Titles like “Manager” or “Consultant” produce broad skill sets because these roles span many domains. The AI will extract general management or consulting skills rather than domain-specific ones. For better results, always add domain context: “IT Manager,” “Management Consultant (Finance),” or “Technical Program Manager.”
For non-standard titles like “Growth Hacker” or “People & Culture Lead,” the AI draws on patterns from similar roles it has seen in training data. Results may be less precise than for standard titles. Review the skills carefully and add any missing ones manually.
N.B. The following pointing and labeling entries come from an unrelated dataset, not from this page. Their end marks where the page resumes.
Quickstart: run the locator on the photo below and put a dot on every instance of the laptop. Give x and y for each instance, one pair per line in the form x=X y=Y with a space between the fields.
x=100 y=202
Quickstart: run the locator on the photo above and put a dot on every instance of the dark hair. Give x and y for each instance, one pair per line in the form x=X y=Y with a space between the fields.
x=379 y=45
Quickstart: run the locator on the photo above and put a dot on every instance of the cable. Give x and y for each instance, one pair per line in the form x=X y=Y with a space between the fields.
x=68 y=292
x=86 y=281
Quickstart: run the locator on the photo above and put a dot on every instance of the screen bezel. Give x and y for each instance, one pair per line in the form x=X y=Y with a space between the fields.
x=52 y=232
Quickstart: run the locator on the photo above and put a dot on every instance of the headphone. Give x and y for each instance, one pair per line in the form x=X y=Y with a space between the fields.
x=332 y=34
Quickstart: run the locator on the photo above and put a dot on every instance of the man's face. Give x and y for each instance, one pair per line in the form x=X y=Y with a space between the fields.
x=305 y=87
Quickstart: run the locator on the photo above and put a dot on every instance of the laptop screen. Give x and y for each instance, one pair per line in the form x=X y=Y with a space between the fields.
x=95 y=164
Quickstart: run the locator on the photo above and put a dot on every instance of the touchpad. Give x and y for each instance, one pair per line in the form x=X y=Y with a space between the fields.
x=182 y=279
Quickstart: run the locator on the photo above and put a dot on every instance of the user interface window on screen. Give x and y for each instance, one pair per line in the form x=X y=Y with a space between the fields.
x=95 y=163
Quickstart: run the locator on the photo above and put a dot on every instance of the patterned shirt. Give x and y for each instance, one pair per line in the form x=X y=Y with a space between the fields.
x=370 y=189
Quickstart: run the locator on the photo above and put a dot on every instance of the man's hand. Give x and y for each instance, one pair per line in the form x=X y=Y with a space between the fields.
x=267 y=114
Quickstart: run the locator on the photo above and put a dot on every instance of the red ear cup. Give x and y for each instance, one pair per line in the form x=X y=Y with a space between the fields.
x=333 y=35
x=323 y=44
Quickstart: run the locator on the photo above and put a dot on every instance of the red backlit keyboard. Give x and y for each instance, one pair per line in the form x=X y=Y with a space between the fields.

The AI handles both languages. “Software Ontwikkelaar” produces similar skills to “Software Developer.” However, Dutch titles may occasionally produce slightly different confidence distributions because the AI’s training data includes both languages with different frequencies.
Adding “Senior,” “Lead,” or “Junior” to a title changes the extraction. Senior roles may include skills like “Architecture,” “Mentoring,” or “System Design” that would not appear for junior searches. The AI understands that seniority implies different competency expectations.

Business Logic: How Skills Affect Match Classification

After the vector search returns results, each job is classified based on keyword matching:
  • EXCELLENT_MATCH: All search keywords (including skill terms) are found in the job listing
  • GOOD_MATCH: 80% or more of the keywords are found
  • POOR_MATCH: Less than 80% of the keywords are found
Poor matches can be automatically removed in bulk. This means that having too many confirmed skills can inadvertently cause the 80% threshold to become harder to meet, potentially classifying good jobs as poor matches. Focus on confirming the most critical skills to keep the threshold achievable.